Microsoft’s 16th Security Intelligence Report (SIR) showed that 95% of 110 countries in the study considered deceptive downloads the most common security threat strategy in the second half of 2013.

Such downloads are malware bundled with legitimate downloadable content such as software, music or videos. The malware’s effects may not be immediately seen when infected machines continue to function.

The SIR also showed that, in the Philippines, 46.3% of computers running Microsoft security products encountered malware in the fourth quarter of last year, compared with the worldwide encounter rate of 21.6% in the same quarter.

Microsoft’s Malicious Software Removal Tool (MSRT) also detected and removed malware from 32.1 of every 1,000 unique computers scanned in the Philippines that quarter, compared with the worldwide infection rate of 17.8.
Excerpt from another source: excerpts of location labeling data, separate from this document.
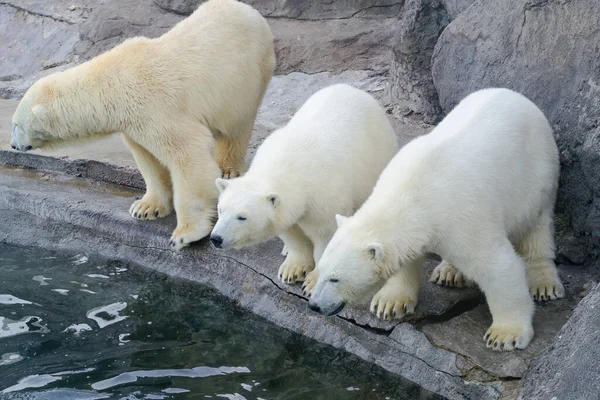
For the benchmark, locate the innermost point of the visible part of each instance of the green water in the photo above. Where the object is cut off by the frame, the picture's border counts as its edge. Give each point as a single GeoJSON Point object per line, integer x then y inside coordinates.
{"type": "Point", "coordinates": [77, 327]}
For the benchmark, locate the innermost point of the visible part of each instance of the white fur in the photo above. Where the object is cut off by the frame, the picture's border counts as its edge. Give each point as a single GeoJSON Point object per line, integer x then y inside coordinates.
{"type": "Point", "coordinates": [185, 103]}
{"type": "Point", "coordinates": [325, 161]}
{"type": "Point", "coordinates": [484, 180]}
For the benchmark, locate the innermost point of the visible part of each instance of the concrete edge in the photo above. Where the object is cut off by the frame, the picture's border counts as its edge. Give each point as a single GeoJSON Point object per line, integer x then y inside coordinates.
{"type": "Point", "coordinates": [72, 220]}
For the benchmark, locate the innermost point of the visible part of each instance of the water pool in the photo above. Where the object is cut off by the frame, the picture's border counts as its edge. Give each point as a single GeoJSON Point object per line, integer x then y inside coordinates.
{"type": "Point", "coordinates": [81, 327]}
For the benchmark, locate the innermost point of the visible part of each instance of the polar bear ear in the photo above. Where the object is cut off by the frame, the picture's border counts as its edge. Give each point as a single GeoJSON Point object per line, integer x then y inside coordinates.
{"type": "Point", "coordinates": [40, 112]}
{"type": "Point", "coordinates": [376, 251]}
{"type": "Point", "coordinates": [274, 199]}
{"type": "Point", "coordinates": [221, 184]}
{"type": "Point", "coordinates": [340, 219]}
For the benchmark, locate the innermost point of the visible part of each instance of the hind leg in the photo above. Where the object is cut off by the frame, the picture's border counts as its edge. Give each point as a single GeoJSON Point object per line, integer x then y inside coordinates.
{"type": "Point", "coordinates": [299, 260]}
{"type": "Point", "coordinates": [538, 251]}
{"type": "Point", "coordinates": [500, 273]}
{"type": "Point", "coordinates": [445, 274]}
{"type": "Point", "coordinates": [158, 200]}
{"type": "Point", "coordinates": [230, 151]}
{"type": "Point", "coordinates": [193, 172]}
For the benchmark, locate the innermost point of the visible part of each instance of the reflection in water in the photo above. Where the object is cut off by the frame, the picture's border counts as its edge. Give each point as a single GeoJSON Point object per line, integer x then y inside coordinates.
{"type": "Point", "coordinates": [9, 299]}
{"type": "Point", "coordinates": [37, 381]}
{"type": "Point", "coordinates": [107, 315]}
{"type": "Point", "coordinates": [28, 324]}
{"type": "Point", "coordinates": [198, 372]}
{"type": "Point", "coordinates": [151, 337]}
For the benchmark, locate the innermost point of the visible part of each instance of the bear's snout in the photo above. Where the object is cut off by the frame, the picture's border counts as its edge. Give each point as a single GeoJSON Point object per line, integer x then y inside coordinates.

SIR data also showed that the country’s encounter rate had steadily increased through 2013 while its infection rate shot up from the third quarter to the fourth.

The most common threat category, according to the report, was worms, encountered by 23.9% of computers. This was down from 29.6% in the third quarter of 2013.
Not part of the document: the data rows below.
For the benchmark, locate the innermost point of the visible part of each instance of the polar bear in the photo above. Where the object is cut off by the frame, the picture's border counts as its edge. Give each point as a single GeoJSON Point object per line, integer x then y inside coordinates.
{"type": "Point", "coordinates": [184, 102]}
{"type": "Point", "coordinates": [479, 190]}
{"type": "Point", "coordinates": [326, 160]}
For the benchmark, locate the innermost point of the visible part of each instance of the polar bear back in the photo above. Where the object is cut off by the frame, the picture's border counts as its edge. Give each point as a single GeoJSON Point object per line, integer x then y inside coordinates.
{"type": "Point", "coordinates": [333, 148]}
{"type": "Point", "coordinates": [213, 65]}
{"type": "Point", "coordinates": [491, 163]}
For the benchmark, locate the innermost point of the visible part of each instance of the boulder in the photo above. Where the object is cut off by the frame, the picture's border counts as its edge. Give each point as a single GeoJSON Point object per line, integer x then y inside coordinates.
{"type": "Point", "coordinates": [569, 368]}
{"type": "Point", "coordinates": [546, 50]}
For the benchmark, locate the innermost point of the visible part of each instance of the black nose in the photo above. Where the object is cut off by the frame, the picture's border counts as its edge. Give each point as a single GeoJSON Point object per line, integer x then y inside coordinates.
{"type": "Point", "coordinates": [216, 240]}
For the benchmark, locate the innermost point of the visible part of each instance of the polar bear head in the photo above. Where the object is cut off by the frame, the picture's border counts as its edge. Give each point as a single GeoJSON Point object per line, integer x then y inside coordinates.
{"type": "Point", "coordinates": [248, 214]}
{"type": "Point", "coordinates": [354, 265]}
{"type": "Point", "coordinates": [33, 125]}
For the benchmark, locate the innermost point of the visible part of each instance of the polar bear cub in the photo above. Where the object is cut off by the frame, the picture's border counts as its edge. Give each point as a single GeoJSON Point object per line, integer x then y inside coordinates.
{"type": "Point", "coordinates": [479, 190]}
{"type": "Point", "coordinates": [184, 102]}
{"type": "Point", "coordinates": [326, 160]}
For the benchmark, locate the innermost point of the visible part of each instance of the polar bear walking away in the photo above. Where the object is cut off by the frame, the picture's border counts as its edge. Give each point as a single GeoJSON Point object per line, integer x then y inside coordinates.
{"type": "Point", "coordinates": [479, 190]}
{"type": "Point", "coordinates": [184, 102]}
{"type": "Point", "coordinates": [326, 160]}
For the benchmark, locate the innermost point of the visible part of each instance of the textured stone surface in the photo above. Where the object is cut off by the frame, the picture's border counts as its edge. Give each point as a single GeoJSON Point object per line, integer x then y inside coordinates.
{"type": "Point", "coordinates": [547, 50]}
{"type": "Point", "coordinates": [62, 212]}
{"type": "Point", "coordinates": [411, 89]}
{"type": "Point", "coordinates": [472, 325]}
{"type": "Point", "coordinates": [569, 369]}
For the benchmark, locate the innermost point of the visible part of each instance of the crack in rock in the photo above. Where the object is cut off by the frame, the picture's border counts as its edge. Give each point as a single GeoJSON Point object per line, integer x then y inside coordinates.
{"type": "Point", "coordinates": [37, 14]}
The second most common threat in the PHilippines was miscellaneous trojans, encountered by 18.4% of computers, down from 21.4% in the third quarter.

The third most common was trojan downloaders and droppers, encountered by 18.3% of all computers, more than doubling from the 7.6% recorded in the third quarter.

Worms are a type of malware that replicate themselves and then spread to other computers. Trojans, meanwhile, take their name from the Trojan horse, tricking users into installing the malware.

“The safest houses don’t just have locked doors, they have well-lit entry points and advanced security systems. It’s the same with computer security-the more we layer our defenses, the better we are at thwarting attacks,” Microsoft Trustworthy Computing Director Tim Rains said on Friday, at the public consultation on the draft of the Implementing Rules and Regulations (IRR) of the Cybercrime Prevention Act, at the Manila Peninsula Hotel in Makati.